One final word of encouragement. If we are at the end of one business cycle, that means we are at the beginning of the next.

Would you rather be the first one hired at the start of a new cycle or the last one hired at the top of the cycle? Companies typically follow a LIFO policy when it comes to downsizing. Break into the business now and you could be looking at a nice, long career.

Stay positive and crush the competition.

{ 4 comments… add one }
  • Tom

    Interesting Perspective on business cycle.
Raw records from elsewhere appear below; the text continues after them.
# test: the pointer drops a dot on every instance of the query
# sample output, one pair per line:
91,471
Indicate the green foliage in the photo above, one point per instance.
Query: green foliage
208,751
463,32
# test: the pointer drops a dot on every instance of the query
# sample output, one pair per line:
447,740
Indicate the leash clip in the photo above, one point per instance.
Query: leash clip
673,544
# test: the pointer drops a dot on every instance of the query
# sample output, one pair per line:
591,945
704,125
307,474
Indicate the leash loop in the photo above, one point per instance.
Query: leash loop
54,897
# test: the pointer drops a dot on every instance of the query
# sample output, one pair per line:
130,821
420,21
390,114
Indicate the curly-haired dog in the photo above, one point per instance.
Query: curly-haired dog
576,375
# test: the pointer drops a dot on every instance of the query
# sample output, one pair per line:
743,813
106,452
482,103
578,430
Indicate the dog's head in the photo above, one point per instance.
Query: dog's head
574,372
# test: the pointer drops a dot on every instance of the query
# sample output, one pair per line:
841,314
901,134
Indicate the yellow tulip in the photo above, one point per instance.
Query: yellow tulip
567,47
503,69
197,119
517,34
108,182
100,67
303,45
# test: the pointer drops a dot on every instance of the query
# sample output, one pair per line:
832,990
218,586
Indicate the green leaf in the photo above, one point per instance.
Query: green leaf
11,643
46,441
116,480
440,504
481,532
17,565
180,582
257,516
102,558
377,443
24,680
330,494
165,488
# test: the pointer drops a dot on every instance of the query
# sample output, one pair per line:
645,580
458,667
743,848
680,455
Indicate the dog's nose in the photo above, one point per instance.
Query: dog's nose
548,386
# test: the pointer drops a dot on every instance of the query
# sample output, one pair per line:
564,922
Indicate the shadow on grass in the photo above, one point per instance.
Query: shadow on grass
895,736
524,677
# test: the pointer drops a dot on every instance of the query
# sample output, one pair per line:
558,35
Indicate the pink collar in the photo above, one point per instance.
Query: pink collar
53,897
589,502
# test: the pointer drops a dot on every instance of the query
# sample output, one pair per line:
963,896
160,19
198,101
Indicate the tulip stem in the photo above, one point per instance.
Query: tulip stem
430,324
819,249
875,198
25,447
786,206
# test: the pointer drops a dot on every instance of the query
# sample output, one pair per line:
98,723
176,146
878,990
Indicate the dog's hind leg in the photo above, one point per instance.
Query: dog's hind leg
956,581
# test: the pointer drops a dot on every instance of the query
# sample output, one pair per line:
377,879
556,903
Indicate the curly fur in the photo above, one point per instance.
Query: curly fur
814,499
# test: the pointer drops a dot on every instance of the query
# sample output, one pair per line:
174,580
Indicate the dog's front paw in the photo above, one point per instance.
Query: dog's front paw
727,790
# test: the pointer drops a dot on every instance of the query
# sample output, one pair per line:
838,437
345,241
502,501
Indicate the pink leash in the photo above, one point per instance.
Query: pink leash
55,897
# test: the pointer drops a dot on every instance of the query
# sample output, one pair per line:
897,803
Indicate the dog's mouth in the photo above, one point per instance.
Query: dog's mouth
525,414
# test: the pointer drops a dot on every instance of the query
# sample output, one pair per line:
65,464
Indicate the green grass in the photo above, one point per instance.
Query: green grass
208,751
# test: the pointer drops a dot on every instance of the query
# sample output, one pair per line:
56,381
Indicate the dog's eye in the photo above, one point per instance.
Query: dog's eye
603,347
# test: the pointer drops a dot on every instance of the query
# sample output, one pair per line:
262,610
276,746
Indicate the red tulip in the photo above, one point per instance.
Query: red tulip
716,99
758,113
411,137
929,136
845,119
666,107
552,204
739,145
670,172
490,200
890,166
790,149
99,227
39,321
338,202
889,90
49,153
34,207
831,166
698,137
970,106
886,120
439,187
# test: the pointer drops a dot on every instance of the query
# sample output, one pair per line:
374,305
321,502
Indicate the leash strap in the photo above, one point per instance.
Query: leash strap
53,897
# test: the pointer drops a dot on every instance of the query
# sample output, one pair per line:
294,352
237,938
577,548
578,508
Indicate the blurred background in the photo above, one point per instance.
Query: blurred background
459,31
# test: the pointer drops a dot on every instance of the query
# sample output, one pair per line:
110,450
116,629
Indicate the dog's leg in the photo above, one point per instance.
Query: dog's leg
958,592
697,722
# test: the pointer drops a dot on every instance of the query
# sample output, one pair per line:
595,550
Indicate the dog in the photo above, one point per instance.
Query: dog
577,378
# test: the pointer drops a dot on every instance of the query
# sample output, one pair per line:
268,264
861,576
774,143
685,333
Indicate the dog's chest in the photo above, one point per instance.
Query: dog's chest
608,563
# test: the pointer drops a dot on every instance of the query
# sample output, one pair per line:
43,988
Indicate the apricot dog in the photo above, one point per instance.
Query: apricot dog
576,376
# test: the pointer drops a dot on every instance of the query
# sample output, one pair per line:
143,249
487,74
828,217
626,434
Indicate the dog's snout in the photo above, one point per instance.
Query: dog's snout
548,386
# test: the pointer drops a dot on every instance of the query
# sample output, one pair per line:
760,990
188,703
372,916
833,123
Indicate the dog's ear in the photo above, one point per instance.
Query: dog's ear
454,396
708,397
    But I think we already experienced a recovery, the DOW rose from 6,600 all the way to 12,500 and economic growth went from negative to positive. Even though unemployment is still way high, this wasn’t a typical recovery; Ben Bernanke engineering an inflated recovery that allowed corporations to get record profits and to save the banks. But nonetheless, as you can observe, the economy is slowing down right now and we’re reaching a plateau. I actually believe the next step in the business cycle is a crash; we recovered to 12500 and now we’re seeing signs of that bull trend and confidence eroding, and in my opinion, I think we’re going to see a crash real soon. What do you think Mike?

    • I tend to be a bit more optimistic because everyone is so bearish. The idea for this article came from a Bloomberg piece talking about how terrible the Wall Street job market is right now. I’ll be more nervous when the media starts telling us how great everything is again.

  • Alpha

    Hey Mike,

    I don`t care much for politics.I get acid everytime one of these guys get on a podium and start speaking bout the current crisis and what should be done to fix it.The current crisis was no secret,we knew about the Euro crisis 2 years ago already…and still nothing was done,we could have been well on our way with a strong snap back from the first recession if these guys put their ego`s aside and used half a brain….Anyway,it is what it is….just let it happen already.

    If you want to be ahead of the curve what should you look for,does the hiring depend on an economic or financial recovery?

    My blood pressure is up and my temples are throbbing.I`m looking at you politicians!

    • Employment is a coincident to lagging indicator, so you’ll first see a recovery in the capital markets and then businesses will start hiring. But since the markets have been so volatile (thanks, in part, to the inept politicians you speak of), employment growth has really yet to begin in earnest.